Meanwhile, Medi-Cal has enrolled approximately 1.5 million new members though mid-March.

Covered California Executive Director Peter V. Lee said the number of household accounts opened since last week totaled about 390,000, including 123,787 on Saturday and Sunday.

"We are seeing more accounts open than any day ever. And we are seeing that today with a huge amount of interest on the site, and it is causing the website to be quite slow," Lee said.

The exchange is working on several ways to accommodate the spike. With about 12 hours left in the first open-enrollment period, the state exchange is placing a high priority on allowing people to begin their applications and then return to complete them by April 15.

Some customers will get a "congratulations" note telling them they have started the application process but because of the high demand they will not be able to finish the process Monday, Lee said. Officials have switched off the "preview plan" tool because of lagging performance but will retain the "shop and compare" function.

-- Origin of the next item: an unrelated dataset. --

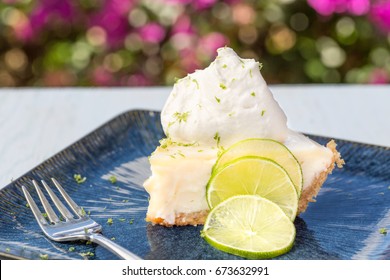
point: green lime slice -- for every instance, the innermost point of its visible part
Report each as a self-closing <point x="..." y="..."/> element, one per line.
<point x="249" y="226"/>
<point x="266" y="148"/>
<point x="253" y="175"/>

Despite hiring on 250 additional people, wait times at customer service call centers averaged 42 minutes in the last week and about 70 minutes over the weekend. A number of enrollment events are taking place across the state, including in Sacramento, Oakland and Los Angeles.

The SEIU-United Healthcare Workers West union is hosting two "enroll-a-thons" Monday at its Sacramento office, 1911 F St., from 7 a.m. to midnight. For details, call ( 888) 920-4517. See video below.

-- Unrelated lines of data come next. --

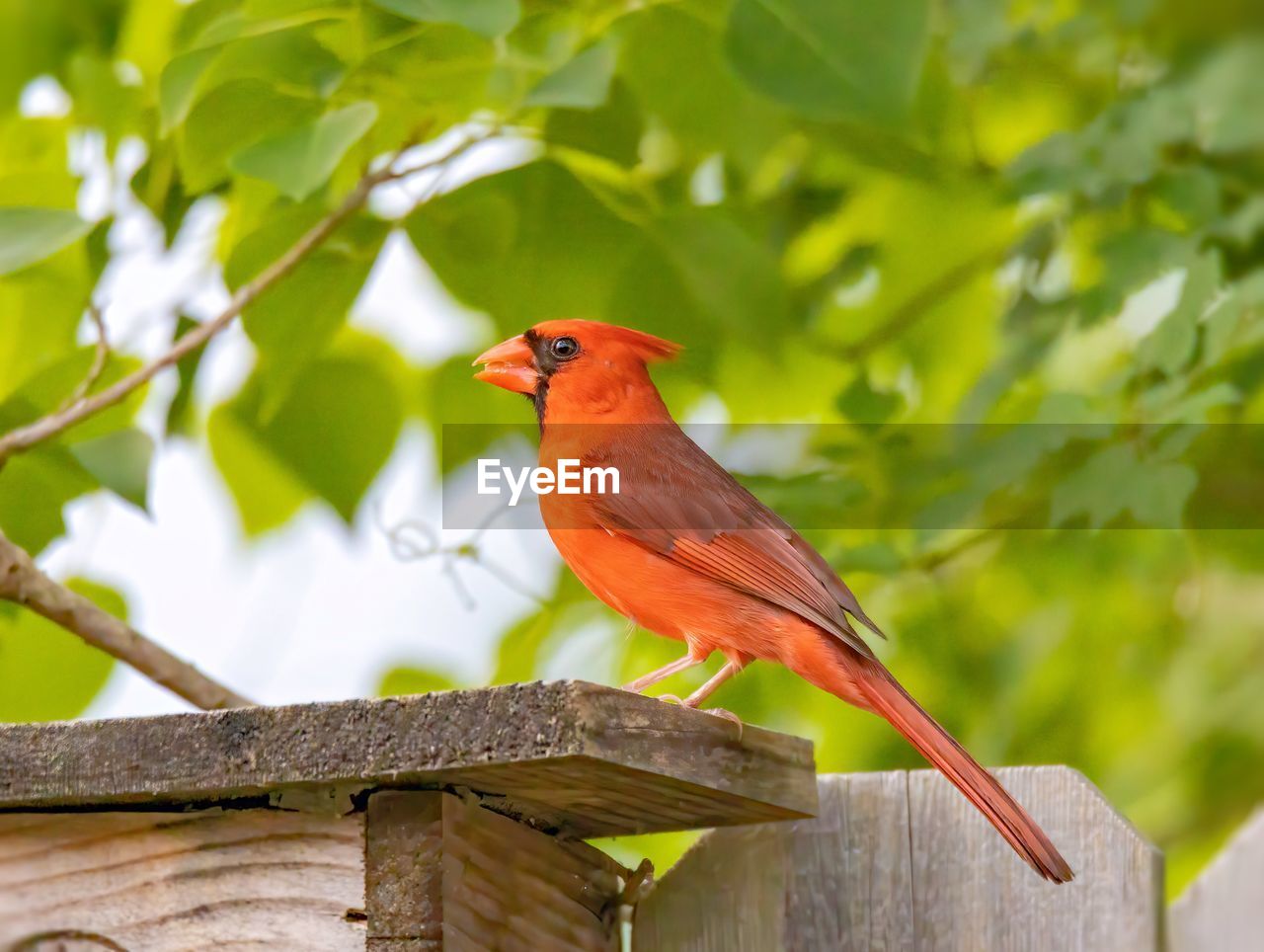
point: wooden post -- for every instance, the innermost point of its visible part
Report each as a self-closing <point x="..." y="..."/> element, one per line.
<point x="484" y="881"/>
<point x="443" y="821"/>
<point x="899" y="861"/>
<point x="1224" y="908"/>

Affordable Care Act sign-ups: Where to get help before March 31 deadline

Covered California's website and call centers also will have extended hours, from 8 a.m. to 8 p.m.

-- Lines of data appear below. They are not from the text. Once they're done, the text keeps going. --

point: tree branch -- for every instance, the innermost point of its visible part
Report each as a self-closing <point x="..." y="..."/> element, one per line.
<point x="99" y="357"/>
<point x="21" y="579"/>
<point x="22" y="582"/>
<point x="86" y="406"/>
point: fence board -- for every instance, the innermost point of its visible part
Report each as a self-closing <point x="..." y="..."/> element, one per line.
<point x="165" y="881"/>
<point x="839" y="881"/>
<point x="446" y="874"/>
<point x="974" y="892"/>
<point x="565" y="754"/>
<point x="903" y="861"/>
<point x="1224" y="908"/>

In addition, consumers can call a licensed insurance agent or go to health care websites, such as eHealthInsurance.com, which is extending its call center hours through midnight Monday (800) 977-8860.

What You'll Need: Whether enrolling by phone, online or in person, every individual family member should have: proof of identity (photo ID, driver's license, passport); proof of address (utility bill or postmarked mail); income information (two paystubs or recent tax return); proof of citizenship (birth certificate, permanent resident card, or naturalization certificate). Each person enrolling also must provide date of birth, Social Security number and ZIP code.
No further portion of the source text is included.